Anche nella direzione spirituale dei suoi orfani e nella predicazione il beato insisteva con forza sulla necessità di praticare le tradizionali devozioni della Chiesa, nel rispetto della libertà individuale. Gli stava sommamente a cuore di fare dei suoi allievi dei cristiani convinti, dei patrioti onesti e dei capi di famiglia laboriosi. Diceva: “Io getto a destra e a sinistra ai miei piccoli uccelli il buon grano che Dio mette nella mia mano, e poi non me ne occupo più”. Era convinto di essere semplicemente uno strumento nelle mani del Signore.
A chi gli chiedeva un giorno come si sentisse rispose senza rammarico: “La caldaia è sempre in ebollizione”. A chi, ignaro delle sue emicranie, si complimentava con lui per la “bella cera” che aveva, rispondeva: “Non è alla cera che ho male, ma al porta-cera!” In seguito a tante fatiche e a tanti dolori era fatale che il suo corpo a un determinato momento crollasse. Nel 1934 fu colpito da una congestione cerebrale. Ricuperò la salute, ma non la primitiva forza operativa. Convinto di non essere altro che “una paglia portata via dal vento della volontà di Dio” si avviò consapevolmente al tramonto pregando, tacendo e soffrendo. Il 2-2-1936, mentre il Card. Verdier consacrava la bella cattedrale di Dakar, fu assalito da febbre tifica e ricoverato nell’ospedale S. Giuseppe, dove morì il 28 dello stesso mese in seguito a una infezione di grippe.
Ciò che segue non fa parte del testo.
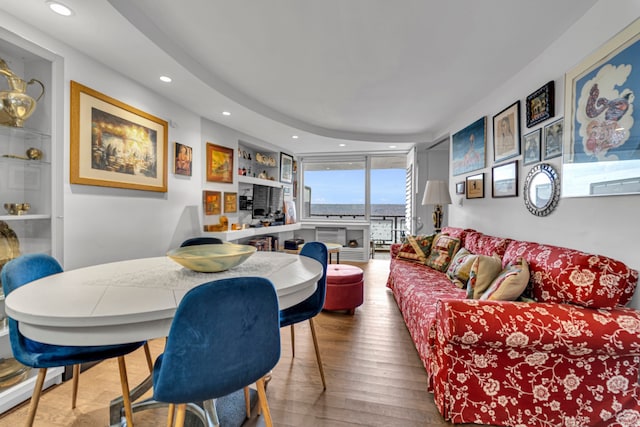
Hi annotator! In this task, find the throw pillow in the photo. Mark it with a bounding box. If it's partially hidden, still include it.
[425,234,460,272]
[467,255,502,299]
[398,234,436,264]
[447,248,477,288]
[480,258,529,301]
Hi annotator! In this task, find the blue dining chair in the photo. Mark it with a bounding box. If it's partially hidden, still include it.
[180,237,224,248]
[153,277,280,427]
[280,242,328,390]
[0,254,151,427]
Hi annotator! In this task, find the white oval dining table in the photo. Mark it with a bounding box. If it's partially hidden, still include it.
[5,252,322,345]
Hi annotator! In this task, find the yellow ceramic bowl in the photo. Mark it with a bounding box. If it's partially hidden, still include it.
[167,243,256,273]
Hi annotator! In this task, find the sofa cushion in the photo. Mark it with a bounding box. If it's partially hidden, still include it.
[480,258,529,301]
[467,255,502,299]
[447,248,477,288]
[425,234,460,272]
[504,241,638,308]
[398,234,436,264]
[464,231,511,256]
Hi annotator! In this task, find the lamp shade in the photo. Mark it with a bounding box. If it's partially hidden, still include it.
[422,180,451,205]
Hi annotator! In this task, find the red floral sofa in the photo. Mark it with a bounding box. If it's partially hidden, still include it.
[387,227,640,427]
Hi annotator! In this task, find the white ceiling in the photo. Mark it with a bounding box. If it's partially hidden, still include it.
[0,0,597,154]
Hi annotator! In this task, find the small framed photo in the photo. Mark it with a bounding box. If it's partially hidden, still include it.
[522,129,542,165]
[173,142,193,176]
[202,190,221,215]
[280,153,293,184]
[491,160,518,198]
[543,118,564,160]
[224,193,238,213]
[527,80,555,128]
[493,100,520,163]
[466,173,484,199]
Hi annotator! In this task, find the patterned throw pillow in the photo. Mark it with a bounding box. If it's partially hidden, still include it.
[480,258,529,301]
[447,248,477,288]
[467,255,502,299]
[425,234,460,272]
[398,234,436,264]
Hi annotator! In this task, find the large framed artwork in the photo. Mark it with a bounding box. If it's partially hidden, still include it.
[526,80,555,128]
[69,81,168,193]
[562,16,640,197]
[451,117,487,175]
[207,142,233,184]
[493,100,520,163]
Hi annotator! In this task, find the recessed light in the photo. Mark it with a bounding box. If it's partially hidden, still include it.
[47,1,73,16]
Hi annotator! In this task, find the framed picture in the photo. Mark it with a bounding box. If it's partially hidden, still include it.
[466,173,484,199]
[69,81,168,193]
[202,190,221,215]
[280,153,293,184]
[224,193,238,213]
[207,142,233,184]
[522,129,542,165]
[562,19,640,197]
[544,119,564,160]
[493,101,520,162]
[173,142,193,176]
[491,160,518,197]
[451,117,487,175]
[526,80,555,128]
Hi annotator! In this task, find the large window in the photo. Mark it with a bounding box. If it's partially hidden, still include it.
[301,155,407,243]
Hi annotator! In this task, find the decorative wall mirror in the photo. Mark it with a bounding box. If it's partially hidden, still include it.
[524,163,560,216]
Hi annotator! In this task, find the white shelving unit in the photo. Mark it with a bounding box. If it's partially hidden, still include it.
[0,29,64,413]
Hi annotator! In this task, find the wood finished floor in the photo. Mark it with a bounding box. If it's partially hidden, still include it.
[0,257,482,427]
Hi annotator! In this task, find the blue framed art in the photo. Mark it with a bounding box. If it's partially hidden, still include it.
[451,117,487,175]
[562,20,640,197]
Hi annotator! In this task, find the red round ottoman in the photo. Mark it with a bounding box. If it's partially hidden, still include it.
[323,264,364,314]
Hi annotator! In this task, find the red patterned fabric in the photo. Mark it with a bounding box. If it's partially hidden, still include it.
[427,300,640,427]
[464,231,511,257]
[504,241,638,308]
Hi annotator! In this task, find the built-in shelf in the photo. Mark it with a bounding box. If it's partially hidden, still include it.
[204,224,300,241]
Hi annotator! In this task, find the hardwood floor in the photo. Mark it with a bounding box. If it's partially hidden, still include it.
[0,258,480,427]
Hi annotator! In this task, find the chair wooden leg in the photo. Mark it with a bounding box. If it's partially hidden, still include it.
[291,324,296,357]
[144,342,153,374]
[256,378,273,427]
[244,386,251,418]
[71,363,80,409]
[167,403,176,427]
[118,356,133,427]
[309,318,327,390]
[175,403,187,427]
[24,368,47,427]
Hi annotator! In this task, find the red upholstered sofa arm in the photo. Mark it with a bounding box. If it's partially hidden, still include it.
[430,300,640,357]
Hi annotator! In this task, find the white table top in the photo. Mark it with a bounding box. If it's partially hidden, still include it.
[5,252,322,345]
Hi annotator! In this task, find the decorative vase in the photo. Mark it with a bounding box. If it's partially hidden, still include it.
[0,59,44,127]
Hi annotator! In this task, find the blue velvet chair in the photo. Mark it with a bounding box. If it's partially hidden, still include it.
[153,277,280,427]
[180,237,224,248]
[280,242,328,390]
[1,254,151,427]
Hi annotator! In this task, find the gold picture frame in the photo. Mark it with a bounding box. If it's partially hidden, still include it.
[69,81,169,193]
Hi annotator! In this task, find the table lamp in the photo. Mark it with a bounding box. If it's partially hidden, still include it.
[422,180,451,232]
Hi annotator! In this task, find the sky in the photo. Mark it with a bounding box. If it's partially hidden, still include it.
[304,169,406,205]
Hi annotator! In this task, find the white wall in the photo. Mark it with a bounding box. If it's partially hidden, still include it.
[440,0,640,307]
[0,12,284,269]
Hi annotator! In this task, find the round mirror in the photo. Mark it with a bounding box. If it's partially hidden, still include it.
[524,163,560,216]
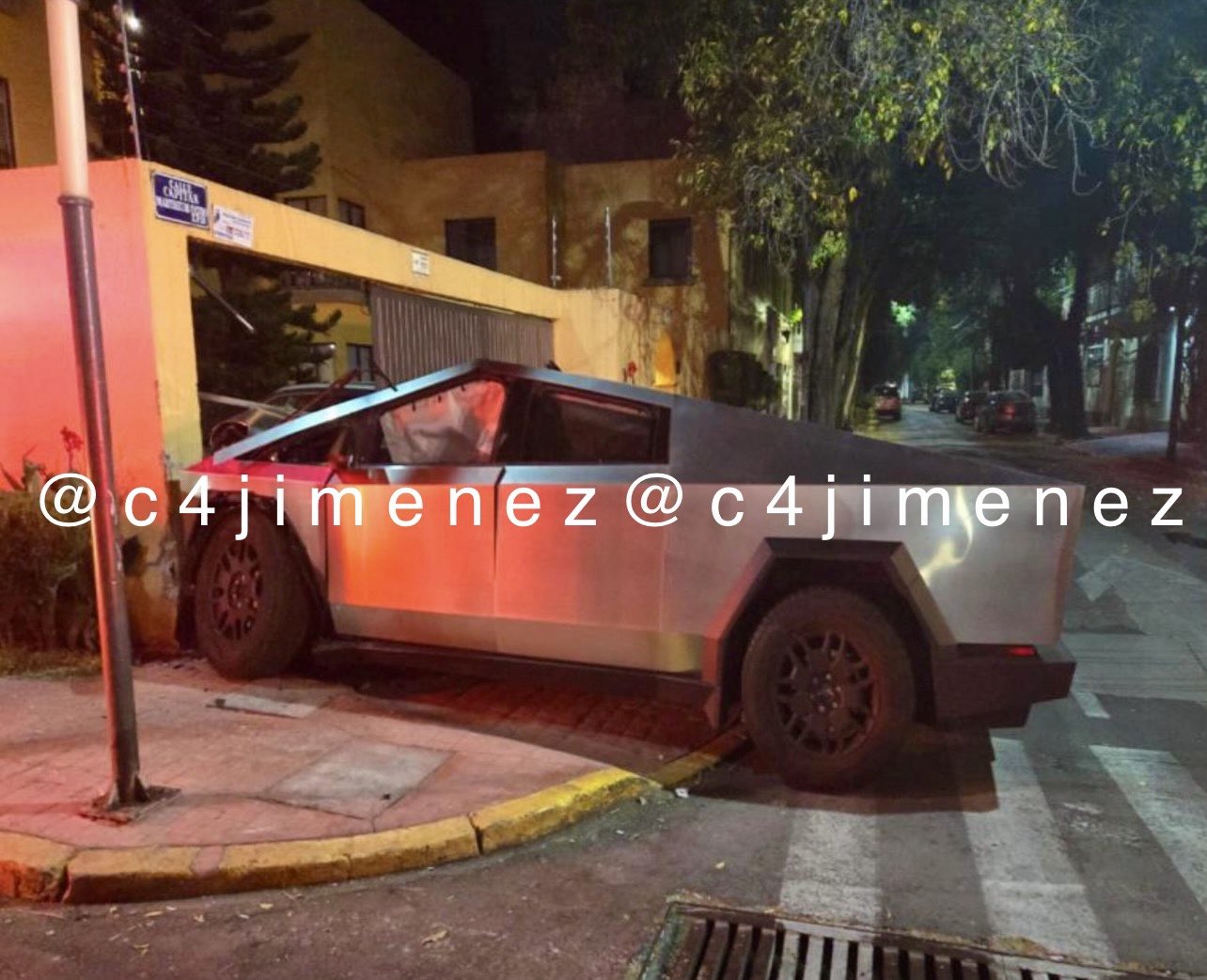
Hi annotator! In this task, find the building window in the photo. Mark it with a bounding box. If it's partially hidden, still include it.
[650,217,692,283]
[445,217,498,269]
[348,344,373,381]
[336,198,365,228]
[0,78,17,169]
[285,194,327,217]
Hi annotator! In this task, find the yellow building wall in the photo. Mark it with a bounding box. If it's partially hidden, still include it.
[383,152,551,285]
[557,160,729,396]
[136,161,645,466]
[0,0,55,166]
[272,0,473,238]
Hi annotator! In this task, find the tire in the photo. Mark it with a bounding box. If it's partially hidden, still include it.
[193,509,314,680]
[743,586,915,790]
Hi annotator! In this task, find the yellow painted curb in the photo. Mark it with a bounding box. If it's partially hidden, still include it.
[0,832,76,902]
[214,834,352,892]
[14,729,746,903]
[469,769,660,854]
[63,848,205,903]
[349,817,478,878]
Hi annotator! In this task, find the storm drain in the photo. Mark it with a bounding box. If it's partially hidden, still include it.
[640,903,1173,980]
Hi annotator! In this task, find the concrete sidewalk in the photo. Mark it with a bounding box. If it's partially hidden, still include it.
[0,661,740,900]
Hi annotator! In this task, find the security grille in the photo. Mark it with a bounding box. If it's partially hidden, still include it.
[640,903,1166,980]
[369,285,553,381]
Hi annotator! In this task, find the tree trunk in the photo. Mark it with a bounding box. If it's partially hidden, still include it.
[808,254,847,425]
[1036,242,1089,440]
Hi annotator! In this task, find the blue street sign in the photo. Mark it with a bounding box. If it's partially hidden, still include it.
[151,174,210,228]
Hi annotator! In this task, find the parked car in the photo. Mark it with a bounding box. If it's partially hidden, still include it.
[973,391,1036,433]
[875,385,901,421]
[178,362,1084,789]
[956,391,989,425]
[201,378,377,453]
[931,387,960,412]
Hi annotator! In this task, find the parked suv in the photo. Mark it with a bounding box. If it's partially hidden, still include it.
[931,387,960,412]
[875,385,901,423]
[973,391,1036,433]
[956,391,989,425]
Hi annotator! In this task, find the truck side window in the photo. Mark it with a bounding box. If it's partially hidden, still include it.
[525,387,664,463]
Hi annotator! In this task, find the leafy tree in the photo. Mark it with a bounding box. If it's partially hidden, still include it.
[682,0,1093,425]
[1105,0,1207,445]
[86,0,320,196]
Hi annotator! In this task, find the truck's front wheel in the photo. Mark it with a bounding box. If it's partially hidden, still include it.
[743,588,914,789]
[193,509,311,679]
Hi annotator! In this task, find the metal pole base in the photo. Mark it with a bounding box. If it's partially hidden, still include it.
[80,780,180,824]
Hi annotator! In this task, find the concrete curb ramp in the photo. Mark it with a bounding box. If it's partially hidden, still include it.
[0,729,746,903]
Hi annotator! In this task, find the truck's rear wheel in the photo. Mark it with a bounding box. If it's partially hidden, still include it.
[743,588,914,789]
[193,509,313,679]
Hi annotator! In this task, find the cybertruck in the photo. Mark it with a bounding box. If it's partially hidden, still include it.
[179,362,1083,789]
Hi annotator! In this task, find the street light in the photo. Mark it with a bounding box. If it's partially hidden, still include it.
[46,0,148,809]
[114,0,143,160]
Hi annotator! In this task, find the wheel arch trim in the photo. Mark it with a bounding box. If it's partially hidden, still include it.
[701,538,956,726]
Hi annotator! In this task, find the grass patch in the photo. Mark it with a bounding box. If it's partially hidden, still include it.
[0,646,101,679]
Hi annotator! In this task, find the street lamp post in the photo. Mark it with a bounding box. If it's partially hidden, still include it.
[46,0,148,809]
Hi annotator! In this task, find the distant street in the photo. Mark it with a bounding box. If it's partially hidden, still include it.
[0,406,1207,977]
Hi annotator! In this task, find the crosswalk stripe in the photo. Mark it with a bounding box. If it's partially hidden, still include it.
[1089,745,1207,910]
[964,739,1115,963]
[779,810,884,926]
[1073,688,1110,718]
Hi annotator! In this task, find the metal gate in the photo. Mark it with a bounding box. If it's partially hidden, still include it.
[369,285,553,381]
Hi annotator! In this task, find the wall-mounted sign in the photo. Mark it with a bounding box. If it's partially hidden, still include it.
[151,174,210,228]
[213,204,256,249]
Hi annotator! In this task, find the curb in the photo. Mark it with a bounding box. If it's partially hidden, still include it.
[0,729,746,904]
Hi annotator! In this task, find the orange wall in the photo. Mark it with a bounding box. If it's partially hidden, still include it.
[0,165,163,487]
[0,163,172,646]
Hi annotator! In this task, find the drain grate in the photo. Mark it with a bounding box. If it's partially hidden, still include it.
[640,903,1168,980]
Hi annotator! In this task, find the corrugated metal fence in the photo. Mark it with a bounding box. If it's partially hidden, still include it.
[369,285,553,381]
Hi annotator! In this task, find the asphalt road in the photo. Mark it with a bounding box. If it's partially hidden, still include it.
[0,407,1207,977]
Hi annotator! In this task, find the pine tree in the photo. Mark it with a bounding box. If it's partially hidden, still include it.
[86,0,339,398]
[190,245,339,399]
[86,0,320,196]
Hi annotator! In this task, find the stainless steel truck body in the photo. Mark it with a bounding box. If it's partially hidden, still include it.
[180,362,1083,788]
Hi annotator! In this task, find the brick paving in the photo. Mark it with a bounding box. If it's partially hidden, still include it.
[0,661,710,848]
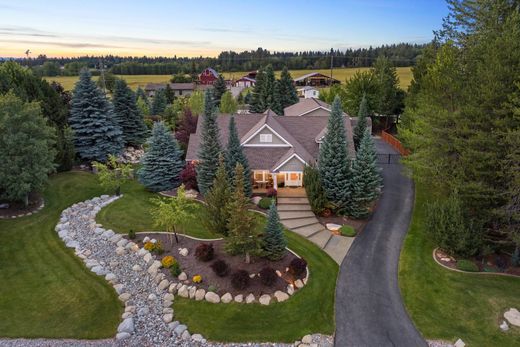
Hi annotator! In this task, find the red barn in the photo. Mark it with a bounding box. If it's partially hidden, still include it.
[199,67,218,84]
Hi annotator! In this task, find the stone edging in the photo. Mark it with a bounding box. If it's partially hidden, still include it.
[432,247,520,278]
[0,198,45,219]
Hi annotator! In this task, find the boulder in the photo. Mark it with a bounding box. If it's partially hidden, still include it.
[204,292,220,304]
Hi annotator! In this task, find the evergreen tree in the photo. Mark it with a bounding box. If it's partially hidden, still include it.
[0,92,56,206]
[350,131,381,218]
[69,69,123,162]
[112,79,148,146]
[202,155,231,236]
[138,122,184,192]
[197,90,222,195]
[273,66,298,115]
[226,117,253,197]
[213,74,227,107]
[226,164,261,263]
[150,89,167,116]
[354,95,368,151]
[318,96,351,213]
[262,201,287,261]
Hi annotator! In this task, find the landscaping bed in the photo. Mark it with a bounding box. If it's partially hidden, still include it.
[133,233,306,296]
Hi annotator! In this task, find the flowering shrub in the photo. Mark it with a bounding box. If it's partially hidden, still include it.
[161,255,177,269]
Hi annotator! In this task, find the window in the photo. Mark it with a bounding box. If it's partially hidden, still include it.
[260,134,273,142]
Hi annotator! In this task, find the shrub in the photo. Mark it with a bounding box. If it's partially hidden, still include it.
[260,266,278,287]
[170,261,182,277]
[161,255,177,269]
[231,270,250,290]
[289,258,307,276]
[258,198,273,210]
[265,188,278,198]
[457,259,478,272]
[339,225,357,237]
[195,243,215,261]
[211,260,229,277]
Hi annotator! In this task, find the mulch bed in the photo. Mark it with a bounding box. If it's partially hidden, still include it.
[0,193,43,218]
[435,249,520,277]
[133,233,306,296]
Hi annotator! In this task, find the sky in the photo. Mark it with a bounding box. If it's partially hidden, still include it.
[0,0,448,57]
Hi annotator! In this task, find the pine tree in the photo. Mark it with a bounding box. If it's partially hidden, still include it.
[213,74,227,107]
[277,66,299,115]
[350,131,381,218]
[354,94,368,151]
[318,96,351,213]
[202,155,231,236]
[197,90,222,195]
[226,117,253,197]
[69,69,123,162]
[226,164,261,263]
[113,79,148,146]
[150,89,167,116]
[138,122,184,192]
[262,201,287,261]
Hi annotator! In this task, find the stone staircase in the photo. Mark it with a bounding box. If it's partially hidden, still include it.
[277,189,353,264]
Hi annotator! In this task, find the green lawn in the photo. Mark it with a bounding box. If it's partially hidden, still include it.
[0,173,123,339]
[399,185,520,346]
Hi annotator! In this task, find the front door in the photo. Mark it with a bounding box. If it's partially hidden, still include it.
[285,171,302,187]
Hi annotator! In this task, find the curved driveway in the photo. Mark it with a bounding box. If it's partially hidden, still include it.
[335,139,426,347]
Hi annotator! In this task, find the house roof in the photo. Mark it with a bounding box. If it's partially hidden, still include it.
[186,111,355,171]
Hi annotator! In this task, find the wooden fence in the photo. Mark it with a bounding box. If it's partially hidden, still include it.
[381,130,410,156]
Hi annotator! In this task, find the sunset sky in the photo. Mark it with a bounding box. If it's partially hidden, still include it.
[0,0,447,57]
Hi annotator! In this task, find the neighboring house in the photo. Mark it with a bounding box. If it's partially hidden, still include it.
[296,86,320,99]
[283,98,372,133]
[294,72,341,87]
[186,110,355,189]
[199,67,218,85]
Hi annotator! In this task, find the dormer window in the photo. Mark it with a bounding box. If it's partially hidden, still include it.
[260,134,273,143]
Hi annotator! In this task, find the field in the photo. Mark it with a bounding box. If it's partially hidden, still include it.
[45,67,412,90]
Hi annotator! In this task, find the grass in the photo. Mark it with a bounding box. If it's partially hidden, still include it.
[0,173,123,339]
[173,231,338,343]
[49,67,412,90]
[399,185,520,346]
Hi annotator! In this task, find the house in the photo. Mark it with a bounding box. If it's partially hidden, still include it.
[294,72,341,87]
[186,110,355,189]
[199,67,218,85]
[296,86,320,99]
[283,98,372,133]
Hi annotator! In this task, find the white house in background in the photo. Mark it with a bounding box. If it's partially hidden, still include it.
[296,86,320,99]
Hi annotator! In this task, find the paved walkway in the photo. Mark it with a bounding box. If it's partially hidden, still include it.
[277,189,353,264]
[335,139,426,347]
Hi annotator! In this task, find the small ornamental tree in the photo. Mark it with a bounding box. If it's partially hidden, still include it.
[354,95,368,151]
[196,90,222,196]
[69,69,124,162]
[262,201,287,261]
[350,131,381,218]
[225,117,253,197]
[138,122,184,192]
[202,155,231,236]
[318,96,351,214]
[92,155,132,196]
[150,185,193,244]
[226,164,261,264]
[112,79,148,146]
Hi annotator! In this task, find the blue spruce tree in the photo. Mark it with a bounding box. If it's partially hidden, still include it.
[225,117,253,197]
[318,96,351,214]
[113,79,148,146]
[196,90,222,195]
[137,122,184,192]
[69,69,124,162]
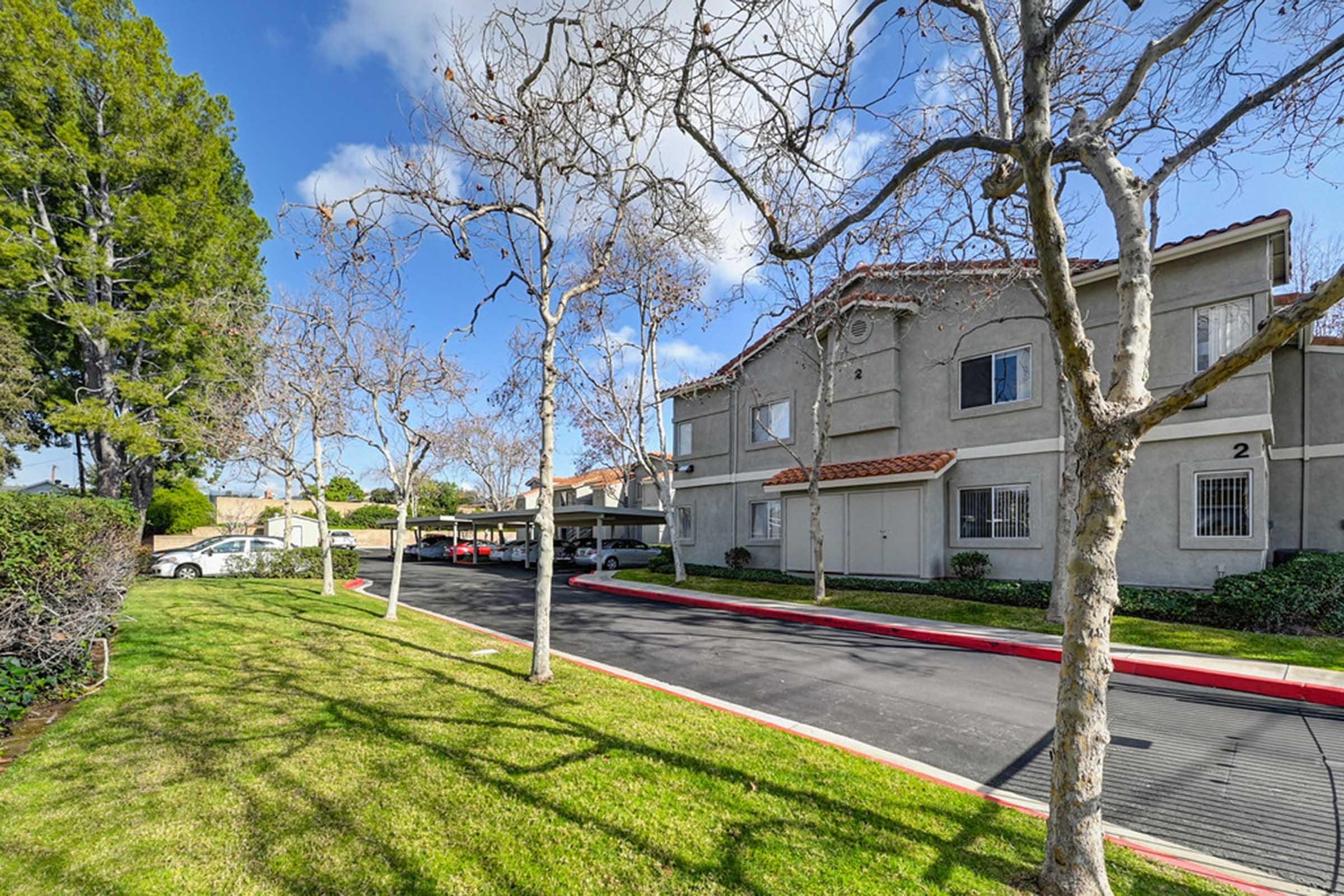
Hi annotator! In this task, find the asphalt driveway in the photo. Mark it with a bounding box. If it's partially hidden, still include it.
[360,558,1344,892]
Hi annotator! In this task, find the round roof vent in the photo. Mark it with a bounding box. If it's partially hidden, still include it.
[848,317,872,343]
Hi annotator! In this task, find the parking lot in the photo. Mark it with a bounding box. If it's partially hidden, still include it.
[362,558,1344,892]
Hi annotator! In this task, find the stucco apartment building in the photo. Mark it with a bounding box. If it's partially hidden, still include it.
[669,211,1344,587]
[514,464,677,544]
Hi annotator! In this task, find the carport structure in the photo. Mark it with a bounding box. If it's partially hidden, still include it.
[453,504,665,568]
[377,504,665,570]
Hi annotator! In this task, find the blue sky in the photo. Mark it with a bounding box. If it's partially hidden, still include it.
[12,0,1344,497]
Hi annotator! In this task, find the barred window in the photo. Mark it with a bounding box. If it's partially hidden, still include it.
[752,500,780,539]
[961,345,1031,410]
[1195,298,1256,372]
[958,485,1031,539]
[672,421,693,454]
[1195,470,1251,539]
[752,399,790,445]
[676,506,695,542]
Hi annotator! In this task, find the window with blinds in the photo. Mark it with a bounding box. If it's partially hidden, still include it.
[1195,470,1251,539]
[958,485,1031,539]
[752,500,781,540]
[961,347,1031,410]
[1195,297,1254,372]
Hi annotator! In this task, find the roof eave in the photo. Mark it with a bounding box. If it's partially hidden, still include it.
[760,458,957,493]
[1072,215,1293,286]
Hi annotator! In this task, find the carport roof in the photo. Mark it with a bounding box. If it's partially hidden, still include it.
[760,449,957,492]
[376,504,664,526]
[457,504,664,525]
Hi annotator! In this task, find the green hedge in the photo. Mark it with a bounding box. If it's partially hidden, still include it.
[226,548,359,580]
[0,493,138,727]
[649,553,1344,634]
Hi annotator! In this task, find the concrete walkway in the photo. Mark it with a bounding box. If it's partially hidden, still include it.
[570,571,1344,707]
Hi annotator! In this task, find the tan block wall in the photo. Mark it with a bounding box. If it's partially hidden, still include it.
[215,496,372,525]
[153,525,516,551]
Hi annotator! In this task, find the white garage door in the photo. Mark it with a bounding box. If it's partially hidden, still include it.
[783,494,844,572]
[848,489,920,575]
[785,489,920,576]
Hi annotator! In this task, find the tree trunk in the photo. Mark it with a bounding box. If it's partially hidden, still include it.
[808,322,843,603]
[808,475,827,603]
[528,320,559,684]
[1040,428,1138,896]
[656,473,685,582]
[283,475,295,548]
[1046,338,1082,624]
[75,432,88,497]
[313,430,336,594]
[383,502,406,620]
[127,458,155,538]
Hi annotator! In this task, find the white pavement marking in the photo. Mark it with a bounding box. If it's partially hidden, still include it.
[349,579,1328,896]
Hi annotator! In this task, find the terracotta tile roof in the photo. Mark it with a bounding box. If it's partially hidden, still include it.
[555,466,628,489]
[765,450,957,485]
[664,208,1293,395]
[1155,208,1293,253]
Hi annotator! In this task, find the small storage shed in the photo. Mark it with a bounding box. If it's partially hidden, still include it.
[266,515,317,548]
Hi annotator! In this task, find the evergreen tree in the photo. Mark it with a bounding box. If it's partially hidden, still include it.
[0,0,269,519]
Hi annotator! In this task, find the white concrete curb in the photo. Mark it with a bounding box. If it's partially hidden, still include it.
[349,579,1328,896]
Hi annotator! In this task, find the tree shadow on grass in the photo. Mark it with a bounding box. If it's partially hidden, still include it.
[0,585,1231,893]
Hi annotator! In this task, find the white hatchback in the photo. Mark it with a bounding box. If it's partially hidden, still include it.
[155,535,285,579]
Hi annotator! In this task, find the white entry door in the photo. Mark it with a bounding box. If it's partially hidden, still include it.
[783,494,846,572]
[848,489,920,576]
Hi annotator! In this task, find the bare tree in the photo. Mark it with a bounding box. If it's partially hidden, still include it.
[330,301,465,619]
[675,0,1344,896]
[436,414,536,511]
[561,236,713,582]
[290,0,704,683]
[735,248,856,603]
[269,298,348,594]
[232,318,310,548]
[1293,218,1344,337]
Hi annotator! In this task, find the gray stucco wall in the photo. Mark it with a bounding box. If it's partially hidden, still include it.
[1270,343,1344,551]
[673,230,1290,587]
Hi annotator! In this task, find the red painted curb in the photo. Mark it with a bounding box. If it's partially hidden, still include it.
[346,576,1282,896]
[568,573,1344,707]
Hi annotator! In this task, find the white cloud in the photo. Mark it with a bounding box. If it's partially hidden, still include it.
[659,338,723,374]
[297,144,389,211]
[317,0,457,86]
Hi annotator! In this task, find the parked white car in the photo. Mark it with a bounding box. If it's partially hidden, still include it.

Davanti alla salma del beato, esposta per tre giorni nel coro della cappella, sfilarono non meno di 15.000 persone pregando. Dopo i funerali, presieduti dal Card. Verdier, fu inumata in una cappellina eretta appositamente ad Auteuil con l’autorizzazione del Ministro dell’Interno. L’arcivescovo di Parigi volle che fosse diffusa una preghiera per ottenere da Dio la glorificazione. Nel viaggio fatto nel Senegal era rimasto impressionato della venerazione che la gente nutriva ancora per il P. Brottier a distanza di venticinque anni. Giovanni Paolo II ne riconobbe l’eroicità delle virtù il 31-1-1983, e lo beatificò il 25-11-1984.
Sac. Guido Pettinati SSP,
I Santi canonizzati del giorno, vol. 2, Udine: ed. Segno, 1991, pp. 302-307.